Dataset module

Introduction

The dataset class is used to create a valid object with the main idea to be used within the Experiment class. This approach allow us to create easily different models to be trained, leaving the complexity to the class itself.

You have different types of datasets. The main class of datasets is kgeserver.dataset.Dataset, but this will allow to create basic datasets from a csv or JSON file, without any restriction of triples or relations that may not be useful for the dataset and makes the binary file very big.

You have several Datasets that work with some of the most well known and free knowledge graphs on Internet. Those are:

  • WikidataDataset: This class can manage all queries from the Wikidata portal, including wikidata id’s prepended with Q, like in Q1492. It is fully ready to perform any you need with really good results.
  • ESDBpediaDataset: This class is not as well ready as Wikidata, but is able to perform SPARQL Queries to get entities and relations on the Spanish DBpedia.

The most interesting feature that those Dataset class provides is to build a local dataset with making multiple parallel queries to the SPARQL endpoints to retrieve all information about a given topic. You can start by getting a seed_vector of the entities you want to focus on and then build a n levels graph by quering each entity to its relations with other new entities.

The seed vector can be obtained through the load_from_graph_pattern method. After that, you should save it on a variable and pass it as an argument to the load_dataset_recurrently method. This is the function that will make several queries to fill the dataset with the desried levels of depth.

To save the dataset into a binary format, you should use the save_to_binary method. This will allow to open the dataset later without executing any query.

Binary Dataset

The binary file of datasets are created using Pickle. It basicaly stores all the entities, all the relations and all the triples. It also stores some extra information to be able to rebuild the dataset later. The binary file is stored like a python dictionary which contains the following keys: __class__, relations, test_subs, valid_subs, train_subs and entities.

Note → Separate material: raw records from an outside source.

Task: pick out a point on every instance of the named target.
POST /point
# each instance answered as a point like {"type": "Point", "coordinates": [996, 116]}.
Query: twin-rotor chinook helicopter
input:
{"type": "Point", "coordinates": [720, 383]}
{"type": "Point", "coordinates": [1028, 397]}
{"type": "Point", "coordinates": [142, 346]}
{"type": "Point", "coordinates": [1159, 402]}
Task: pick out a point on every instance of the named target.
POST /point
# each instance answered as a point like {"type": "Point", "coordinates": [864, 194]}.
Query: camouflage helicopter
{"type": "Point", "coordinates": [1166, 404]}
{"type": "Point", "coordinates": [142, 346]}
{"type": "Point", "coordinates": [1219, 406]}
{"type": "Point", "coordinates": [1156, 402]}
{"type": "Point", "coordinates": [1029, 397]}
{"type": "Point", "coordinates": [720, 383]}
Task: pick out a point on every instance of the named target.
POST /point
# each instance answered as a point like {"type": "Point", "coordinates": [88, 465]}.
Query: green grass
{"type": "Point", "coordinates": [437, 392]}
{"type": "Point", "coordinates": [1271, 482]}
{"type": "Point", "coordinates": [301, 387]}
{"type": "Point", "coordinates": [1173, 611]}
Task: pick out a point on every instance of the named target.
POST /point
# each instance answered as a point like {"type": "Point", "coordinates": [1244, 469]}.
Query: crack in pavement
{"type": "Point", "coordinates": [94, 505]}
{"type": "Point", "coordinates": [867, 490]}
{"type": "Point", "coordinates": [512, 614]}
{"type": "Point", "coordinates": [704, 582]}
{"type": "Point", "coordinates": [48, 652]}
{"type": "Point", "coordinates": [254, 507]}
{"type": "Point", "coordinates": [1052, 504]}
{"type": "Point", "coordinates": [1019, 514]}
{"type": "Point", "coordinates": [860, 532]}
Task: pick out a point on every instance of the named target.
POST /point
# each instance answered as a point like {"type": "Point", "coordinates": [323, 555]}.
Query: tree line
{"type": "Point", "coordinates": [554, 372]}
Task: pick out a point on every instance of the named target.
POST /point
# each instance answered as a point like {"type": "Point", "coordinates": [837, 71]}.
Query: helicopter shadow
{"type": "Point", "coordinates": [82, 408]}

The relations and entities entries are lists, and it’s length indicates us the number of relations or entities the dataset has. The __class__ entry is for internal use of the class kgeserver.dataset. The triples are stored in three different entries, called test_subs, valid_subs and train_subs. Those subsets are created to be used for the next module, the algorithm module, wich will evaluate the dataset. This is a common practice when machine learning algorithms are used. If you need all the triples, they can be joined easily in python by adding the three lists between them:

triples = dataset["test_subs"] + dataset["valid_subs"] + dataset["train_subs"]

The split ratio commonly used is to use the 80% of the triples to train and the rest of triples are divided equally between test and valid triples. You can create a different split providing a value to dataset.train_split. It also exists an dataset.improved_split method wich takes a bit longer to create, but it is better to test the dataset.

Dataset Class

This class is used to create basic datasets. They can be filled with csv files, JSON files or even simple sparql queries.

Methods

Here is shown all the different methods to use with dataset class

WikidataDataset

This class will enable you to generate a dataset from the information present in Wikidata Knowledge base. This class only needs to get a simple graph pattern to get started to build a dataset. An example of graph pattern that should be passed to WikidataDataset.load_from_graph_pattern method:

"{ ?subject wdt:P950 ?bne . ?subject ?predicate ?object }"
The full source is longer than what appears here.